Flow Field Pathfinding

Flow fields are a form of pathfinding and are useful when handling many objects at once – like crowds, or hordes of enemies – because the paths are calculated all at once. In fact, all possible paths are calculated at once, using the terrain to calculate cost of movement. This project uses a tile-based approach to flow fields, and includes multiple types of terrain as well as an editor to test the functionality.

flow-field-intro

The Field

The flow field consists of three steps: creating a cost field based on the terrain, generating an integration field from the cost field based on the distance from the goal tile, and then creating the actual flow field using the values from the integration field.

The cost field is created by looking at the terrain at each tile. For instance, mountains would have a much higher cost value than a field, and water might be considered impassable depending on the game, giving it a humongous cost. These values are hard-coded into the game some how and are attached to each terrain.

The integration field is then calculated by using the cost of each tile, and adding to that the direct distance to the goal tile.

The integration field is where most of the work in the flow field calculation is done. In order to create the integration field we will use a modified version of Dijkstra’s algorithm.

This is a list of the steps that the algorithm takes to calculate the field:

  • The algorithm starts by resetting the value of all cells to the max cost.
  • The goal node then gets its total cost set to zero and gets added to the open list. From this point the goal node is treated like a normal node.
  • The current node is made equal to the node at the beginning of the open list and gets removed from the list.
  • All of the current node’s neighbors get their total cost set to the current node’s cost plus their cost read from the cost field. They then get added to the back of the open list. This happens if and only if the new calculated cost is lower than the old cost. If the neighbor is impassable, then it gets ignored completely.
  • This algorithm continues until the open list is empty.

This gives higher cost tiles a higher integration number and gives a realistic cost of travel from a certain distance to the goal. From this integration field, the flow field is created. Each tile is given a direction of travel, and for this project was restricted to the 8 cardinal directions. This direction is found by looking at each tiles’ neighbors and finding the lowest cost amongst its neighbors. The direction of travel is towards the lowest cost neighbor.

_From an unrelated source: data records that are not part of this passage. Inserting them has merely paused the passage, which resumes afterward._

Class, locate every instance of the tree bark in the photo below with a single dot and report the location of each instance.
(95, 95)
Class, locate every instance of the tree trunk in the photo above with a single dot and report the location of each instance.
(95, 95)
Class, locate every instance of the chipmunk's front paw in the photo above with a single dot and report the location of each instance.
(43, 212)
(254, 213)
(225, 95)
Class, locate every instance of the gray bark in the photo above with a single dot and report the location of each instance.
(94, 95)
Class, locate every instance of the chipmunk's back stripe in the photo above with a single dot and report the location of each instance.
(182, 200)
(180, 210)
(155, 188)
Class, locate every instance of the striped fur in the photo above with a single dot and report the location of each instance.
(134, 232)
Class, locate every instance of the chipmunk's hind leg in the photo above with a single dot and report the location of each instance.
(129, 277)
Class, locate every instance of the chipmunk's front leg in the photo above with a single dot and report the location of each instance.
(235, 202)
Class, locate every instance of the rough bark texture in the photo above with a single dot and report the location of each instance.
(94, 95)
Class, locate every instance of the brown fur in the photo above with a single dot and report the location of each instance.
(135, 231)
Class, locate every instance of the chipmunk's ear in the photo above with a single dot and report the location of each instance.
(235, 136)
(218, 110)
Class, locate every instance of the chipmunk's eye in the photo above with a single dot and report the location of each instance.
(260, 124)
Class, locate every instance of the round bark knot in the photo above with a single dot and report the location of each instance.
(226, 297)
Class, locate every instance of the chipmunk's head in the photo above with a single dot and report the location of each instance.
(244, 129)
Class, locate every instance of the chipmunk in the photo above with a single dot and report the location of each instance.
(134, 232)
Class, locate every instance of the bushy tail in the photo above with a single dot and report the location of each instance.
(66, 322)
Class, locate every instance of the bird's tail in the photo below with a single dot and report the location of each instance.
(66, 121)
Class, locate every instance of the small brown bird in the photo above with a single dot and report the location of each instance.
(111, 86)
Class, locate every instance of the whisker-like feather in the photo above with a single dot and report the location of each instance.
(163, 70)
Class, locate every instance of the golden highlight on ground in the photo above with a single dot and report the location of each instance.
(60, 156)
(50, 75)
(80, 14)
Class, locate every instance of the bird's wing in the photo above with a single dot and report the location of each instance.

void FlowFieldPathfinder::calculateFlowField()
{
	/*go through each cell and compare value to all of its
		neighbors to find the one with the lowest value.*/

	for (int i = 0; i < mpIntegrationField->getGridWidth() * mpIntegrationField->getGridHeight(); i++)
	{
		//Get the neighbors of the current node
		std::vector pNeighbors = mpIntegrationField->getAdjacentIndices(i);
		int neighborCount = pNeighbors.size();

		//find lowest neighbor
		int lowestNeighbor = 0;
		int lowestNeighborValue = 65535;
        	for (int j = 0; j < neighborCount; j++)
        	{
            		if (mpIntegrationField->getCostAtIndex(pNeighbors[j]) < lowestNeighborValue)
            		{
                		lowestNeighborValue = mpIntegrationField->getCostAtIndex(pNeighbors[j]);
               		 	lowestNeighbor = pNeighbors[j];
			}
		}

		//set direction to lowest neighbor
		unsigned short lowestX = lowestNeighbor % mpGrid->getGridWidth();
		unsigned short lowestY = lowestNeighbor / mpGrid->getGridWidth();

		unsigned short currentX = i % mpGrid->getGridWidth();
		unsigned short currentY = i / mpGrid->getGridWidth();


		Vector2D direction((lowestX - currentX) * 10.0f, (lowestY - currentY) * 10.0f);
		mpIntegrationField->setDirectionAtIndex(i, direction);
	}
}

This gives mountains a slope, and discourages travel across them, unless they are thin, or it costs less to go across than go around.

Retrospection and Postmortem

This project was created this past semester, so I feel a full retrospection wouldn’t be very beneficial. Regardless, I will say that the arrows for the visualization of the flow field are >3000 in count, and that could definitely be optimized, because for now the simulation slows down when the flow field is being visualized.

Flow fields are an interesting form of pathfinding because they are computationally expensive on the front end, but once calculated they can be used by any number of boids. This is good for static maps, or static goals, but if a map or path goal is constantly changing, this will not perform well. As such, games like TBS’s or RTS’s with static maps could be potential candidates for using flow fields to dictate their AI movement.